Il Notariato di Milano, nella recente Massima n. 180/2019, ha ritenuto che analoga semplificazione, e perciò l’esonero degli amministratori dalla redazione della situazione patrimoniale aggiornata di fusione o scissione, possa valere – anche in assenza di un espresso disposto normativo – in tutte le circostanze anche indirettamente riconducibili alla fattispecie di cui all’articolo 2505 cod. civ. e quindi:
- nel caso di incorporazione di società interamente controllata;
- nel caso di scissione a favore di beneficiaria già esistente ma la cui partecipazione al capitale è riconducibile agli stessi soci e con le stesse proporzioni della scissa;
- nel caso di fusione per incorporazione di società partecipate nelle stesse proporzioni dagli stessi soci della incorporante.
Questa applicazione estensiva della semplificazione offerta dall’ordinamento risulta essere, a giudizio del Notariato milanese, perfettamente coerente con la ratio della norma stessa, a partire dalla considerazione che la situazione patrimoniale di fusione non è, come noto, un documento destinato a fungere da strumento di tutela dei terzi o dei creditori sociali, bensì assume la funzione di strumento informativo ad uso dei soci e degli aventi diritto al voto, tanto che può essere da essi rinunciato.
Perciò, quando gli stessi soci partecipano nelle stesse proporzioni in tutte le società che prendono parte dalla fusione o alla scissione, come nelle circostanze sopra esemplificate, non pare esservi ragione per negare agli amministratori l’accesso a questa esenzione, senza necessitare del preventivo espresso consenso dei soci stessi.
Infatti, in tutte queste situazioni, l’operazione straordinaria di fusione o scissione non determina alcuna modifica nei valori delle partecipazioni dei soci, non essendovi alcun concambio e perciò producendosi solo una diversa forma organizzativa delle imprese dai medesimi partecipate.

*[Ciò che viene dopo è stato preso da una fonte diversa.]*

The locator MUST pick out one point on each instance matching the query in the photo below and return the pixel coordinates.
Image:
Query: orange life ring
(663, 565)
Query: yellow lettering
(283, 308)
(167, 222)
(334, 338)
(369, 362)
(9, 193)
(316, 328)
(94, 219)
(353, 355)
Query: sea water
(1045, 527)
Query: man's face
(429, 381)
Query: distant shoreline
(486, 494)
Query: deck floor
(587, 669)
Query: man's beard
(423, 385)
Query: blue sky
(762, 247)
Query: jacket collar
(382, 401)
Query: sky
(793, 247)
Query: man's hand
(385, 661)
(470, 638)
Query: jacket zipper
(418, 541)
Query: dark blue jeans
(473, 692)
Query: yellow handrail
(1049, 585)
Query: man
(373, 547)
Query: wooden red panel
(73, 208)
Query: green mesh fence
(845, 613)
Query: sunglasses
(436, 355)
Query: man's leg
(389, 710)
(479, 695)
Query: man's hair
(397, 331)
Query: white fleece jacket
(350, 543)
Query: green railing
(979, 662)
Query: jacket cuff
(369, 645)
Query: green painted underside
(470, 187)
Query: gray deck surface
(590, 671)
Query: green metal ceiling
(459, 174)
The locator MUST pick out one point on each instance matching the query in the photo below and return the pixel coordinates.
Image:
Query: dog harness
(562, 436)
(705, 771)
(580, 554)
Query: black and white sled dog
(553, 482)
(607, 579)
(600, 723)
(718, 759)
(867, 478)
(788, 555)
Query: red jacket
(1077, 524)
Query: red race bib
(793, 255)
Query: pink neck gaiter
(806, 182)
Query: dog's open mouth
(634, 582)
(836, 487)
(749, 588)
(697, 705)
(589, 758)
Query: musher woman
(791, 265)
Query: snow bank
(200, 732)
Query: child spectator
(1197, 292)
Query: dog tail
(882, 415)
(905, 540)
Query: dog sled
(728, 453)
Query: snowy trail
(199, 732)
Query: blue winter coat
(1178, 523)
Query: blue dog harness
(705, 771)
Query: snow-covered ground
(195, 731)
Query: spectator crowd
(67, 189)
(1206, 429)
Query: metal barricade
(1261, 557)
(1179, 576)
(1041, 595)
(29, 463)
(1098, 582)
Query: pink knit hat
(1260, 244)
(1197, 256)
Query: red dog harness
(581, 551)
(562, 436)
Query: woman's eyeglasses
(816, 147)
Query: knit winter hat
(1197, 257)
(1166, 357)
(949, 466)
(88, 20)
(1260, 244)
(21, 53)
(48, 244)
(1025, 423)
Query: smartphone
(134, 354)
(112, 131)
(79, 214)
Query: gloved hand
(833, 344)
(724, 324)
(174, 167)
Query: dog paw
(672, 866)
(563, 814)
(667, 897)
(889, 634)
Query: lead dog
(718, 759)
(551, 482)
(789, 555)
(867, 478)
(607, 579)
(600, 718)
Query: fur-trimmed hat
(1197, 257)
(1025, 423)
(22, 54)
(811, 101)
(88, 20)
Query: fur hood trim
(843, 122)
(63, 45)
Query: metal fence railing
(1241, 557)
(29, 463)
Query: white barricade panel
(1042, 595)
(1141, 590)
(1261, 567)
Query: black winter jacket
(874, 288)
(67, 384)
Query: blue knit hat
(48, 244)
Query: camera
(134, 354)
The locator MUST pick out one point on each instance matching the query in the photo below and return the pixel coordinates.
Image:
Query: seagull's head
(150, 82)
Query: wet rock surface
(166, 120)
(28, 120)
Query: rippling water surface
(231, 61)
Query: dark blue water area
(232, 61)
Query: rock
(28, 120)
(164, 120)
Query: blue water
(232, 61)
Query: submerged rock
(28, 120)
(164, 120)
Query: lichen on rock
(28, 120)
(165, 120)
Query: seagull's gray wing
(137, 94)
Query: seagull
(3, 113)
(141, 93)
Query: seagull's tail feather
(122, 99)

Perciò, se la situazione patrimoniale di fusione può essere omessa dagli amministratori addirittura quando nella società incorporata vi è la presenza di una minoranza (non superiore al 10%), concedendo ad essa il diritto di cedere le rispettive partecipazioni ad un prezzo determinato in base al recesso, non si vede per quale ragione la stessa semplificazione possa essere negata in situazioni ben più lineari, dovendo perciò cogliere nel mancato previsione normativa solo un mero difetto di coordinamento, e non una volontà restrittiva del Legislatore.